Mamba-CL: Continual Learning with S6 Models

Updated 22 April 2026

Mamba-CL is a family of approaches that integrates S6 models into continual learning, offering fixed-memory operation and linear compute scaling.
It employs selectivity regularization and null-space consistency constraints to maintain sample efficiency and prevent catastrophic forgetting.
Mamba-CL achieves state-of-the-art performance in reinforcement learning and vision domains by outperforming Transformer-based and rehearsal-free methods.

The Mamba-CL algorithm denotes a family of approaches that utilize Selective State-Space Models (S6) within the Mamba architecture to address challenges in continual learning (CL), meta-continual learning (MCL), and scalable algorithm distillation, including in complex continuous-control and vision domains. Mamba-CL methods fundamentally exploit the S6 model’s linear-scaling, attention-free sequence modeling and introduce CL-specific mechanisms such as selectivity regularization and null-space consistency constraints to achieve high sample efficiency, fixed-memory operation, and robustness against catastrophic forgetting, outperforming conventional Transformer-based and rehearsal-free CL systems across benchmarks (Beaussant et al., 16 Jun 2025, Zhao et al., 2024, Cheng et al., 2024).

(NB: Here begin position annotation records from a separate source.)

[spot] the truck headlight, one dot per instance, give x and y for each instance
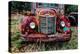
(62, 23)
(32, 25)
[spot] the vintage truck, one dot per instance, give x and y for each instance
(46, 25)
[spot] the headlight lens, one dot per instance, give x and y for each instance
(32, 25)
(62, 23)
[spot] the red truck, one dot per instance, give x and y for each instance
(45, 26)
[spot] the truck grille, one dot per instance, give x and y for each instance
(47, 24)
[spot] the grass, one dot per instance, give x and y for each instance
(17, 45)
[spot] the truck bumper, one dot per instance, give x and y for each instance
(47, 38)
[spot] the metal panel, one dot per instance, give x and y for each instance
(47, 25)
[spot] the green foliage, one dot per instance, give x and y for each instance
(19, 6)
(71, 8)
(17, 43)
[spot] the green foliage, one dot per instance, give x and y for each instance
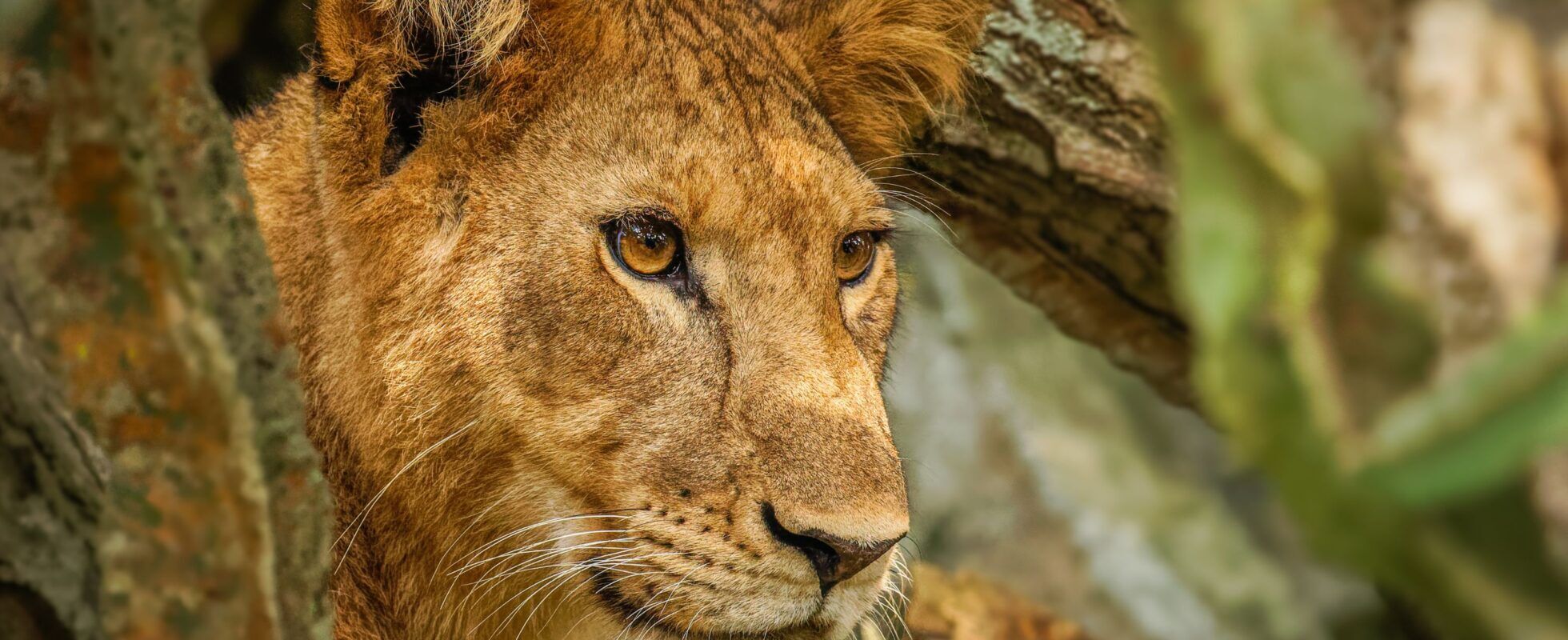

1. Foundations and Model Architecture

Mamba-CL adopts the S6 (Selective Structured State-Space) model, a discrete-time recurrent architecture parameterized as: $h_t = S_t \odot h_{t-1} + G_t \odot z_t, \quad u_t = C_t h_t + D z_t$ where $z_t \in \mathbb{R}^M$ is the input embedding, $S_t, G_t \in \mathbb{R}^M$ are input-dependent, per-channel gates produced by small convolutional and linear projections (followed by a sigmoid), and $C_t, D$ are readout parameters. The model eschews explicit attention in favor of rich, tokenwise dynamics, supporting long-sequence modeling at linear compute and memory cost. Each transition tuple, e.g., $c_t = (s_t, a_t, r_t, s_{t+1})$ for RL or $(x_t, y_t)$ for classification, is projected via a learned embedding to $d_\mathrm{model}$ and fed to stacked S6 blocks with LayerNorm, feed-forward MLP (GELU activations), and residual connections (Beaussant et al., 16 Jun 2025, Zhao et al., 2024).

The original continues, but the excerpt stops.